Moody's warned of a potential downgrade for eurozone banks and expressed concerns about sovereign credit and the risk of default.
NEW YORK (CNNMoney) -- Investors are feeling Euro fatigue, with European stocks managing tepid gains even as Moody's warns of possible eurozone bank downgrades and Italian borrowing costs remain high.
In its second auction this week, Italy sold €7.5 billion of 3- and 10-year bonds at yields of 7.86% and 7.56%, respectively.
London's FTSE () and the CAC 40 ( ) in Paris each rose 0.46% at the close, while the DAX ( ) in Frankfurt gained nearly 1%.
But High Frequency Economics chief economist Carl Weinberg said those gains should be taken with a big dose of caution.
"We have seen this pattern before," said Weinberg, in a client note. "Markets develop great expectations [ahead of meetings and summits]. When these confabs deliver nothing other than promises to agree to a plan at the next meeting, markets become morose and inconsolable..and they crash."
A two-day meeting of European Union finance ministers got underway Tuesday and investors are hoping to hear more good news about how Europe's problems will be fixed.
Weinberg said that rally was driven by a combination of "irrational optimism" and technical consolidation from last week's sell-off.
The new pact would give the European Union greater authority over the budget policies of individual eurozone nations with strict penalties flouting fiscal rules.
EU president Herman Van Rompuy plans to present a roadmap for the plan to government leaders at the council's next meeting on Dec. 9.
Meanwhile, Moody's said Tuesday that it was scrutinizing 87 banks in 15 countries, noting that this debt faces the potential removal of government support.
That follows the rating agency's scathing report of the eurozone on Monday, when it said that the banking crisis was undermining the credit integrity of sovereign debt in the eurozone and said "the probability of multiple defaults ... is no longer negligible."

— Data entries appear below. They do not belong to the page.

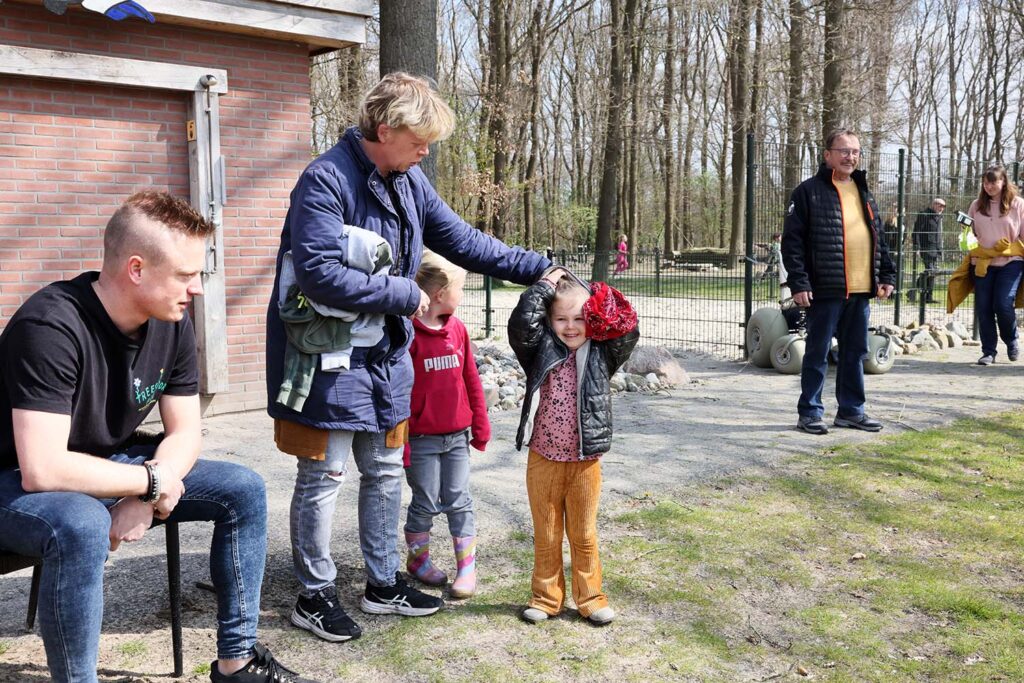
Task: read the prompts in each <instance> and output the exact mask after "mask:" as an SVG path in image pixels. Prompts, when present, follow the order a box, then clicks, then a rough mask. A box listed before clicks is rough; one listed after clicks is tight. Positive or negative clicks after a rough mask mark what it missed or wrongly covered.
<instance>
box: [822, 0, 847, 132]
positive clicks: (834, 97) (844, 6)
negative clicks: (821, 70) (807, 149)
mask: <svg viewBox="0 0 1024 683" xmlns="http://www.w3.org/2000/svg"><path fill="white" fill-rule="evenodd" d="M824 7H825V43H824V57H825V67H824V80H823V88H822V97H821V139H822V140H824V139H825V137H827V136H828V133H830V132H831V131H834V130H836V129H837V128H839V127H841V126H842V125H844V121H843V119H844V116H845V112H844V111H843V78H844V76H845V74H844V72H845V71H846V70H845V65H844V57H843V56H842V50H843V47H842V43H843V25H844V18H845V15H846V1H845V0H824Z"/></svg>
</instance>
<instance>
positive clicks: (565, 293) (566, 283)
mask: <svg viewBox="0 0 1024 683" xmlns="http://www.w3.org/2000/svg"><path fill="white" fill-rule="evenodd" d="M566 296H583V297H590V290H588V289H587V288H586V287H584V286H583V285H581V284H580V281H579V280H577V279H575V278H573V276H572V275H562V276H561V278H559V279H558V284H557V285H555V296H554V297H552V298H551V301H549V302H548V313H550V312H551V307H552V306H553V305H554V304H555V301H556V300H557V299H558V297H566Z"/></svg>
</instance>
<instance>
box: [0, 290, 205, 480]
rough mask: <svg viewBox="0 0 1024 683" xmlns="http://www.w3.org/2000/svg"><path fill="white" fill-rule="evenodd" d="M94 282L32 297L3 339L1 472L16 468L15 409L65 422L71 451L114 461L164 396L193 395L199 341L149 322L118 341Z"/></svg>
mask: <svg viewBox="0 0 1024 683" xmlns="http://www.w3.org/2000/svg"><path fill="white" fill-rule="evenodd" d="M97 276H98V273H96V272H84V273H82V274H81V275H79V276H77V278H75V279H74V280H70V281H65V282H58V283H53V284H51V285H49V286H47V287H45V288H43V289H42V290H40V291H39V292H36V293H35V294H34V295H32V297H30V298H29V300H28V301H26V302H25V304H24V305H23V306H22V307H20V308H19V309H18V310H17V312H16V313H14V316H13V317H11V318H10V322H9V323H8V324H7V328H6V329H5V330H4V331H3V334H2V335H0V469H11V468H14V467H17V454H16V452H15V450H14V434H13V429H12V427H11V410H12V409H15V408H16V409H24V410H30V411H40V412H43V413H56V414H59V415H70V416H71V437H70V438H69V441H68V449H69V450H70V451H77V452H79V453H87V454H90V455H94V456H100V457H110V456H111V455H113V454H115V453H117V452H118V449H119V446H122V445H124V444H125V443H126V442H127V441H128V439H129V438H130V437H131V435H132V433H133V432H134V431H135V429H136V428H137V427H138V426H139V425H140V424H141V423H142V420H143V419H145V416H146V415H148V414H150V412H151V411H152V410H153V408H154V407H155V405H156V404H157V401H158V400H159V399H160V396H161V395H163V394H168V395H173V396H191V395H195V394H196V393H198V391H199V366H198V364H197V360H196V334H195V332H194V331H193V326H191V322H190V321H189V319H188V316H187V315H186V316H185V317H184V318H182V319H181V321H180V322H178V323H168V322H164V321H157V319H153V318H151V319H150V321H148V322H147V323H146V324H145V325H143V326H142V329H141V330H140V331H139V336H138V339H131V338H130V337H127V336H126V335H124V334H122V333H121V331H120V330H118V328H117V326H115V325H114V322H113V321H112V319H111V317H110V315H108V314H106V309H104V308H103V305H102V304H101V303H100V301H99V298H98V297H97V296H96V293H95V292H94V291H93V289H92V283H93V282H95V281H96V278H97Z"/></svg>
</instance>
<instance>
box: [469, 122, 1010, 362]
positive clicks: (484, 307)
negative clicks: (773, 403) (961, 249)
mask: <svg viewBox="0 0 1024 683" xmlns="http://www.w3.org/2000/svg"><path fill="white" fill-rule="evenodd" d="M749 151H750V152H751V153H752V154H749V155H748V178H749V179H753V182H751V183H750V186H749V187H748V193H746V202H745V204H746V225H745V227H746V230H745V241H744V242H745V245H744V246H745V254H743V255H742V256H741V258H740V259H739V261H738V264H737V265H734V266H732V267H729V262H730V259H729V256H728V254H727V253H726V250H724V249H716V248H712V247H709V248H705V249H698V248H694V249H687V250H685V251H678V252H671V253H665V252H663V251H660V250H657V249H649V248H647V249H635V250H633V251H632V252H631V253H630V255H629V267H628V268H626V269H623V270H621V271H618V272H614V263H615V254H614V252H612V253H610V254H609V255H608V263H609V264H611V265H610V266H609V276H608V282H609V284H611V285H612V286H613V287H616V288H617V289H620V290H622V291H623V293H625V294H626V295H627V297H629V299H630V300H631V301H632V302H633V303H634V305H635V306H636V308H637V312H638V314H639V317H640V325H641V331H642V334H643V338H644V340H645V341H646V342H648V343H653V344H656V345H660V346H668V347H675V348H683V349H688V350H696V351H702V352H708V353H713V354H715V355H717V356H720V357H723V358H728V359H738V358H742V357H743V354H744V348H743V346H744V331H743V327H744V325H745V321H746V319H748V318H749V317H750V314H751V312H752V311H753V310H756V309H757V308H760V307H764V306H777V305H778V304H779V297H780V286H779V275H778V273H779V267H778V266H779V263H778V260H779V259H778V252H777V249H776V248H774V246H773V245H774V243H775V242H776V240H777V238H778V236H779V234H780V233H781V231H782V224H783V221H784V219H785V211H786V208H787V206H788V203H790V194H791V193H792V190H793V187H795V186H796V185H797V184H799V183H800V182H802V181H803V180H804V179H806V178H808V177H810V176H811V175H813V174H814V173H816V172H817V170H818V166H819V164H820V160H821V151H820V150H818V148H812V147H807V146H801V147H796V148H795V147H786V146H785V145H782V144H777V143H768V142H760V143H755V142H754V141H753V140H750V141H749ZM986 166H987V163H981V162H976V161H972V160H949V159H938V160H920V159H916V158H913V157H911V156H909V155H907V154H906V153H905V152H904V151H902V150H900V151H898V152H896V153H881V152H872V151H868V150H865V151H864V153H863V156H862V159H861V164H860V168H862V169H864V170H865V171H866V172H867V178H868V186H869V187H870V188H871V191H872V193H873V195H874V197H876V200H877V201H878V204H879V208H880V209H881V211H882V214H883V219H884V220H885V222H886V230H885V236H884V237H885V240H886V242H887V244H888V246H889V248H890V251H891V254H892V258H893V261H894V262H895V263H896V264H897V272H898V273H899V281H898V285H897V288H896V292H895V294H894V296H893V297H892V298H891V299H890V300H888V301H879V300H873V301H872V305H871V324H872V325H874V326H879V325H883V324H895V325H906V324H908V323H909V322H911V321H919V322H920V323H924V322H926V321H938V322H943V323H944V322H947V321H950V319H955V321H958V322H961V323H962V324H964V325H965V326H966V327H967V328H968V329H969V330H971V329H973V328H974V327H975V326H974V298H973V296H972V297H969V298H968V299H967V300H966V301H965V302H964V303H962V304H961V305H959V306H958V307H957V308H956V310H955V311H953V313H952V314H946V312H945V301H946V284H947V282H948V278H949V275H950V273H952V271H953V270H954V269H955V268H956V266H958V265H959V264H961V261H962V260H963V257H964V254H963V253H962V252H961V250H959V246H958V237H959V232H961V226H959V224H958V223H957V222H956V212H957V211H965V212H966V211H967V209H968V207H969V206H970V205H971V202H972V201H974V200H975V199H976V198H977V197H978V193H979V190H980V185H981V183H980V175H981V172H982V171H983V170H984V168H985V167H986ZM1008 172H1009V173H1010V174H1011V175H1012V177H1013V178H1014V179H1015V181H1016V180H1018V179H1019V175H1020V163H1014V164H1012V165H1010V167H1009V168H1008ZM936 197H939V198H942V199H943V200H944V201H945V202H946V208H945V211H944V213H943V214H942V216H941V219H940V221H939V226H940V227H939V236H938V237H939V244H940V250H939V257H938V260H937V261H936V262H935V263H934V264H933V266H932V268H930V269H927V272H926V268H925V262H924V260H923V259H922V258H921V255H920V254H919V253H918V251H916V250H915V249H914V248H913V240H912V233H913V227H914V224H915V223H916V221H918V218H919V216H920V215H921V214H922V212H923V211H924V210H925V209H926V208H928V207H929V206H930V205H931V203H932V200H933V199H934V198H936ZM726 210H728V207H726ZM550 256H551V258H552V260H553V261H554V262H555V263H557V264H559V265H563V266H565V267H567V268H569V269H570V270H572V271H573V272H575V273H578V274H580V275H581V276H583V278H589V275H590V273H591V270H592V267H593V261H594V252H593V251H592V250H590V249H588V248H586V247H582V246H581V247H578V248H577V249H575V250H558V251H555V252H553V253H551V254H550ZM928 285H931V298H928V297H926V296H921V295H922V294H923V288H926V287H927V286H928ZM522 290H523V288H521V287H517V286H514V285H507V284H504V283H500V282H497V281H494V280H492V279H489V278H485V276H483V275H479V274H470V275H469V278H468V279H467V283H466V296H465V299H464V301H463V304H462V306H461V307H460V311H459V315H460V317H462V318H463V321H464V322H465V323H466V325H467V327H468V328H469V329H470V331H471V333H472V334H474V336H476V337H490V336H494V337H498V338H505V337H506V336H507V332H506V326H507V324H508V317H509V314H510V313H511V311H512V308H513V307H514V306H515V304H516V301H517V300H518V297H519V294H520V293H521V292H522Z"/></svg>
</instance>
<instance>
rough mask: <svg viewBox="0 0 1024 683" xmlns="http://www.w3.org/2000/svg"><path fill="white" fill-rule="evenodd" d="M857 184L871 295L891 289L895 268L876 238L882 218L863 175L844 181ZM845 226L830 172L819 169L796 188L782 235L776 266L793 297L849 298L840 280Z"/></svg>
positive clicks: (856, 176)
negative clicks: (881, 290) (779, 261)
mask: <svg viewBox="0 0 1024 683" xmlns="http://www.w3.org/2000/svg"><path fill="white" fill-rule="evenodd" d="M850 177H851V178H853V181H854V182H855V183H857V190H858V193H859V194H860V200H861V208H862V209H863V212H864V220H865V221H866V222H867V227H868V230H869V231H870V233H871V249H872V251H873V255H874V258H873V259H872V268H871V293H872V295H873V293H874V290H876V289H877V288H878V286H879V285H894V286H895V284H896V267H895V266H894V265H893V262H892V259H891V258H890V257H889V247H888V246H887V245H886V242H885V240H880V239H879V236H881V234H882V230H883V228H882V217H881V214H880V212H879V205H878V204H877V203H876V202H874V198H873V197H872V196H871V193H870V190H868V189H867V181H866V180H865V175H864V172H863V171H854V172H853V174H852V175H851V176H850ZM845 242H846V226H845V225H844V223H843V207H842V204H841V203H840V198H839V189H838V188H837V187H836V185H835V183H834V182H833V171H831V169H830V168H828V167H827V166H826V165H825V164H822V165H821V167H820V168H819V169H818V172H817V173H816V174H815V175H813V176H812V177H810V178H808V179H807V180H805V181H803V182H802V183H800V185H798V186H797V188H796V189H795V190H793V196H792V198H791V200H790V208H788V209H787V211H786V216H785V224H784V228H783V230H782V263H783V264H784V265H785V270H786V273H787V281H786V285H788V287H790V289H791V290H792V291H793V292H794V293H797V292H813V293H814V296H815V297H820V298H837V297H840V298H846V297H847V296H849V291H848V290H847V279H846V257H845V250H846V244H845Z"/></svg>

"While the euro area as a whole possesses tremendous economic and financial strength, the institutional weaknesses continue to hinder the resolution of the crisis and weigh on ratings," Moody's said Monday.
European bank stocks have taken a beating this year, with shares of BNP Paribas, Societe Generale, Credit Agricole and Deutsche Bank all down between 31% and 58% since January.
Meanwhile, Italian 10-year bonds continue to trade, post-auction, closing with a yield of 7.23%. Italian bonds have traded above the 7% benchmark for much of the last two weeks.
The 7% level is key since that was the threshold that flashed warning signals for Ireland, Portugal and Greece, which all eventually needed bailouts.
Deutsche Bank strategist Mohit Kumar said that going forward into next year the European Central Bank must continue to play the role of bond buyer in order to stabilize the sovereign debt market.
"The key variable is the European Central Bank," said Kumar. "As an investor, people would be more happy with Italian yields if [the market is] not going to be disorderly. If the ECB steps up and shows more commitment to buying Italian [bonds,] investors would be more comfortable."